Um poema a falar da morte do cineasta, pensador e poeta italiano Pier Paolo Pasolini (5.3.1922−2.11.1975), assassinado próximo ao hidro-aeródromo de Óstia, em circunstâncias que até o momento não ficaram suficientemente aclaradas, haja vista que o autor do crime, Giuseppe Pelosi (28.6.1958−20.7.2017), findo o cumprimento da pena que lhe fora imposta, declarou não haver matado Pasolini, tendo confessado o delito em razão de ameaças que sofrera − o que levanta a suspeita de ilícito em concurso de pessoas.
Algo distintamente do poeta lusitano – a afirmar que pouco sabe acerca de Pasolini −, posso afirmar que nos anos 80 assisti a algumas de suas controversas películas, como “O Evangelho segundo São Mateus” (1964), “Teorema” (1968) – obra literária também, em cujas páginas me aventurei −, Decameron (1971), “Os contos de Canterbury” (1972) e “Salò ou os 120 Dias de Sodoma” (1975) – esta última lançada no mesmo ano da morte do autor, com estribo na libertina novela do Marquês de Sade (2.6.1740−2.12.1814). Do quanto presenciei, poderia sentenciar: um legado marcado pelo inconformismo!
J.A.R. – H.C.
Eugénio de Andrade
(1923-2005)
Requiem para Pier Paolo Pasolini
Eu pouco sei de ti mas este crime
torna a morte ainda mais insuportável.
Era novembro, devia fazer frio, mas tu
já nem o ar sentias, o próprio sexo
que sempre fora fonte agora apunhalado.
Um poeta, mesmo solar como tu, na terra
é pouca coisa; uma navalha, o rumor
de abril podem matá-lo − amanhece,
os primeiros autocarros já passaram,
as fábricas abrem os portões, os jornais
anunciam greves, repressão, dois mortos na primeira
página, o sangue apodrece ou brilhará
ao sol, se o sol vier, no meio das ervas.
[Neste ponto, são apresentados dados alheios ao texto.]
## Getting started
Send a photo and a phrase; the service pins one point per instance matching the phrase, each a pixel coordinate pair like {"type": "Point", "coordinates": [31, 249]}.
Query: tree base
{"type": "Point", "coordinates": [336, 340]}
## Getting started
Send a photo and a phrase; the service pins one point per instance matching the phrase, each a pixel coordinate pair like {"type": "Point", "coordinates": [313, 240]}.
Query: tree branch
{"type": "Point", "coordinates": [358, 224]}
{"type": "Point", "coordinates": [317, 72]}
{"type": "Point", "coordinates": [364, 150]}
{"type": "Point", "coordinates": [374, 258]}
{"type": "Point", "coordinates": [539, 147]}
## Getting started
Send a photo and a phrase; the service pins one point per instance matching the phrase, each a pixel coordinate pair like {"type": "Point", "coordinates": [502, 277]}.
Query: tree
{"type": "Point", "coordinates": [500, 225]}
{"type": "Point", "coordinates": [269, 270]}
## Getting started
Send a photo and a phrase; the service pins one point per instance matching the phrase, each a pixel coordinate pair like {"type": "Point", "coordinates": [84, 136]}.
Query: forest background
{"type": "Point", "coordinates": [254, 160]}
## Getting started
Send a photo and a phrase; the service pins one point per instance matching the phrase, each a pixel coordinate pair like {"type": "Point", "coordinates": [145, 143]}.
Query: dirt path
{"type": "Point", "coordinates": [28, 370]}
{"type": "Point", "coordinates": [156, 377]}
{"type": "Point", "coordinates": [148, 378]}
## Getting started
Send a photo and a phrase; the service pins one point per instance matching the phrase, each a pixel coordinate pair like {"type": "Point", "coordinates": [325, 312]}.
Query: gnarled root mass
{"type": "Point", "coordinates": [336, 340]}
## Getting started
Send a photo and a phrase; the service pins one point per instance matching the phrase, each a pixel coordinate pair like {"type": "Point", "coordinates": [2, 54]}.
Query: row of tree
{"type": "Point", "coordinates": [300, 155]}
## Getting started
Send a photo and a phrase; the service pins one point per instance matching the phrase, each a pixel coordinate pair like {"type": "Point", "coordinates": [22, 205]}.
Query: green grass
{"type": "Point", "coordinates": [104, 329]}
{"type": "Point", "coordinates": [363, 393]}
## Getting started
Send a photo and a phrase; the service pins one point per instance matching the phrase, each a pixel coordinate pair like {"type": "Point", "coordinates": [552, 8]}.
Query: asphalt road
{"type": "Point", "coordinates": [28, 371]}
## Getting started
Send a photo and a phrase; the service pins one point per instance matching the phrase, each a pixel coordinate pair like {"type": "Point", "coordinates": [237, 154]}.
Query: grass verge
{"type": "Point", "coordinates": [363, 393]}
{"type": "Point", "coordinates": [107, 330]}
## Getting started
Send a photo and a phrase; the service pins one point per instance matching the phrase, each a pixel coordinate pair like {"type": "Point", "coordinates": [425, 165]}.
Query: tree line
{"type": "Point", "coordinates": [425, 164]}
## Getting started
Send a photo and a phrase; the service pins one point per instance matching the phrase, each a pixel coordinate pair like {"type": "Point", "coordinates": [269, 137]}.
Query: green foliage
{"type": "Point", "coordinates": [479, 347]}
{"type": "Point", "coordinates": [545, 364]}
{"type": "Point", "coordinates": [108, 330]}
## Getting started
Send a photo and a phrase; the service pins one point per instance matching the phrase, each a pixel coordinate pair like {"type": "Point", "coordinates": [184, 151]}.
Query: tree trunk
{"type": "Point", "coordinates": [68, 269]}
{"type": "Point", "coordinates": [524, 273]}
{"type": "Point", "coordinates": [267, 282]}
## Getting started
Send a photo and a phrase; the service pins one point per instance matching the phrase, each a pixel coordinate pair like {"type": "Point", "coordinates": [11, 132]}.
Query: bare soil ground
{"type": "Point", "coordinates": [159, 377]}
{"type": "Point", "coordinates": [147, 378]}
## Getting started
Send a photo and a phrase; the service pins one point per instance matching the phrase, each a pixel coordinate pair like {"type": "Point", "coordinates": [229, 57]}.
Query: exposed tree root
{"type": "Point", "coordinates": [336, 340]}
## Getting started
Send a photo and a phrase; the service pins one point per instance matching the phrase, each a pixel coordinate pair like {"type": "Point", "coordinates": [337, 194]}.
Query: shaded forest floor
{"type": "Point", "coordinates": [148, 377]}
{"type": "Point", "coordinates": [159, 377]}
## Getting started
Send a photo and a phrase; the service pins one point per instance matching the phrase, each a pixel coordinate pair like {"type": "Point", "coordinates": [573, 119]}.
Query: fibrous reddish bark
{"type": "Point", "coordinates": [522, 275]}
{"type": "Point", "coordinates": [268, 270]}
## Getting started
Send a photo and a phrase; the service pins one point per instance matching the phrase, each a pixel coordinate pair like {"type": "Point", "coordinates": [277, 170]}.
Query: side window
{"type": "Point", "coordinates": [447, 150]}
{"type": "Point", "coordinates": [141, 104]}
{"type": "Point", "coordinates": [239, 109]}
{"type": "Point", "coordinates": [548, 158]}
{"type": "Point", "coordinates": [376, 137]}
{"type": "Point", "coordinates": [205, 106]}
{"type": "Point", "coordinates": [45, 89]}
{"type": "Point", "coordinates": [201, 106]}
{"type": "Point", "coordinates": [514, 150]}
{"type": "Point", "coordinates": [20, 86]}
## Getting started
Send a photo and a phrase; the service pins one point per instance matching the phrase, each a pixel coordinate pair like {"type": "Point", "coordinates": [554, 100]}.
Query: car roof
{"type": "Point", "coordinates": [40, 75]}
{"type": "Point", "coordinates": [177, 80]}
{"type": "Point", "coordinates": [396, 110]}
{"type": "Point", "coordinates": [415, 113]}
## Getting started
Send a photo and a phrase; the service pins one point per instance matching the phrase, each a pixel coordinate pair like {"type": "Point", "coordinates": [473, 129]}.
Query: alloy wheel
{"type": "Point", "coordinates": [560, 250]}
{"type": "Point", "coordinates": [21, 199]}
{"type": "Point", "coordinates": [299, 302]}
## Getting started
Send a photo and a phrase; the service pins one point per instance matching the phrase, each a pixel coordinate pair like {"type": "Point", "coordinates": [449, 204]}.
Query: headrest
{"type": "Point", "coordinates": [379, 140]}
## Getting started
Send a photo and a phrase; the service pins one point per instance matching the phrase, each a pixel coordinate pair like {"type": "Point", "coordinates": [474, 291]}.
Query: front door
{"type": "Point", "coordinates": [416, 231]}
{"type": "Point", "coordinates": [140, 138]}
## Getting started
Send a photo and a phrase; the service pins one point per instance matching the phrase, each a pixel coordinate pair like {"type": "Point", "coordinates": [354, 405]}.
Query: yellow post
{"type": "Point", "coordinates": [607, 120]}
O assassino, esse seguirá dia após dia
a insultar o amargo coração da vida;
no tribunal insinuará que respondera apenas
a uma agressão (moral) com outra agressão,
como se alguém ignorasse, excepto claro
os meritíssimos juízes, que as putas desta espécie
confundem moral com o próprio cu.
O roubo chega e sobra excelentíssimos senhores
como móbil de um crime que os fascistas,
e não só os de Salò, não se importariam de assinar.
Seja qual for a razão, e muitas há
que o Capital a Igreja e a Polícia
de mãos dadas estão sempre prontos a justificar,
Pier Paolo Pasolini está morto.
A farsa, a nojenta farsa, essa continua.
Pier Paolo Pasolini
(1922-1975)
Referência:
ANDRADE, Eugénio de. Requiem para Pier Paolo Pasolini. In: REIS-SÁ, Jorge; LAGE, Rui (Selecção, organização, introdução e notas). Poemas portugueses: antologia da poesia portuguesa do séc. XIII ao séc. XXI. Prefácio de Vasco Graça Moura. 1. ed. Porto, PT: Porto Editora, 2009. p. 1439.